Board members liked the progress of the K-1 class, and could consider more multiage classes in the future such as third and fourth or second and third.

“It makes sense to me,” board member Kelly Rohland said. “Sports are multiage. They already know everyone. Age isn’t a big deal to them.”

Gulbranson added it’s a fact of life that kids will eventually work with different age groups, especially when they enter junior high and go on to careers.

Superintendent’s report

In addition to discussing the snow day relief law and the spring sports transportation issue, Udstuen said she received results from the school-age childcare (SAC) survey. 

The results showed support for a SAC program. Udstuen asked board members Stender and Rohland to assist her in planning policies for the program to make sure the district would not be at risk.

Other business

The board approved a nonrenewal for Kaitlin Bratland, who will work as a special education teacher until the end of the year, which is what the position was advertised as. Udstuen said she was doing a “fantastic job.”

They also approved the resignation of Maintenance worker Tom Pecinovsky, who was hired in January. The board thanked him for his months of service.

The board added another paraprofessional, Aly Meyer, to meet student needs for the remainder of the year.

Finally, the board approved the resignation of Brianna Johnson, fifth grade teacher, who is relocating to San Diego.

Well if there’s an end date for this school year, there’s a start date for the 2019-20 school year, which is Sept. 3. 

There are 174 student days next year, provided bone-chilling cold, wild blizzards and crazy April snowstorms do not take away nine school days again.

The board approved Mr.

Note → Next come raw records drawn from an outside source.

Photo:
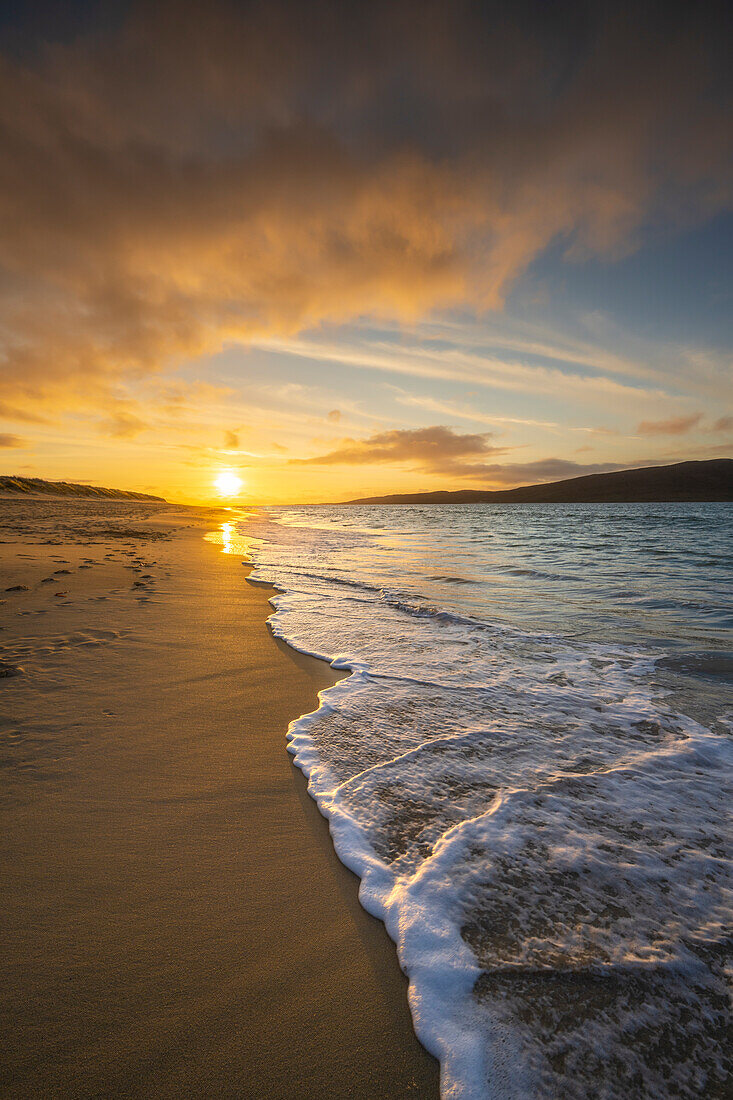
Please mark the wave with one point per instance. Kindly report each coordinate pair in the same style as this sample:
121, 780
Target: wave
535, 822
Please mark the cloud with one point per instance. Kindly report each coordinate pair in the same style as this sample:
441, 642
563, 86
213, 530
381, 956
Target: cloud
123, 426
195, 176
436, 449
545, 470
676, 426
439, 450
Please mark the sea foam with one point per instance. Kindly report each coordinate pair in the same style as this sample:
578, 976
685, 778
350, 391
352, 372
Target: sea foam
538, 816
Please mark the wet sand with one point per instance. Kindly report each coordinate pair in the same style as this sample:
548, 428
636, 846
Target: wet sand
176, 922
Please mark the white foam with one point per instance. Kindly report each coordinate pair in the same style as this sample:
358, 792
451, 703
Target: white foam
536, 825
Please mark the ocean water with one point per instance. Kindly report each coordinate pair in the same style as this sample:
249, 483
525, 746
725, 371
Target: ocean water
529, 767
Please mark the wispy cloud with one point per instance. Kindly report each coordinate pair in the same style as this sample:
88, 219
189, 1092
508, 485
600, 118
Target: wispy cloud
437, 449
183, 182
8, 440
676, 426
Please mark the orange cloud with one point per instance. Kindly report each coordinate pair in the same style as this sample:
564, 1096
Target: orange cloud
676, 426
437, 449
201, 175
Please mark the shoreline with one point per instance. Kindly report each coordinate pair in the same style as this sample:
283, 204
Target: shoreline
178, 922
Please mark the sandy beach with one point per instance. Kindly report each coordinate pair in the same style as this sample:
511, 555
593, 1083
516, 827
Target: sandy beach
176, 922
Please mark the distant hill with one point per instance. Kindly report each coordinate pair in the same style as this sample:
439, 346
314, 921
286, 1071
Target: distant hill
33, 485
684, 481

Carpet, Inc. to install new carpet in the Media Center for $14,404.51. 

They also approved $3,400 from local option revenue to install storage cabinets and a locked cabinet in the office’s new illness room. 

Teachers requested a locked cabinet in order to store curriculum and prevent it from being lost over the summer.

Next meeting

The next meeting of the Spring Grove School Board will be May 20, at 7 p.m., in the Media Center.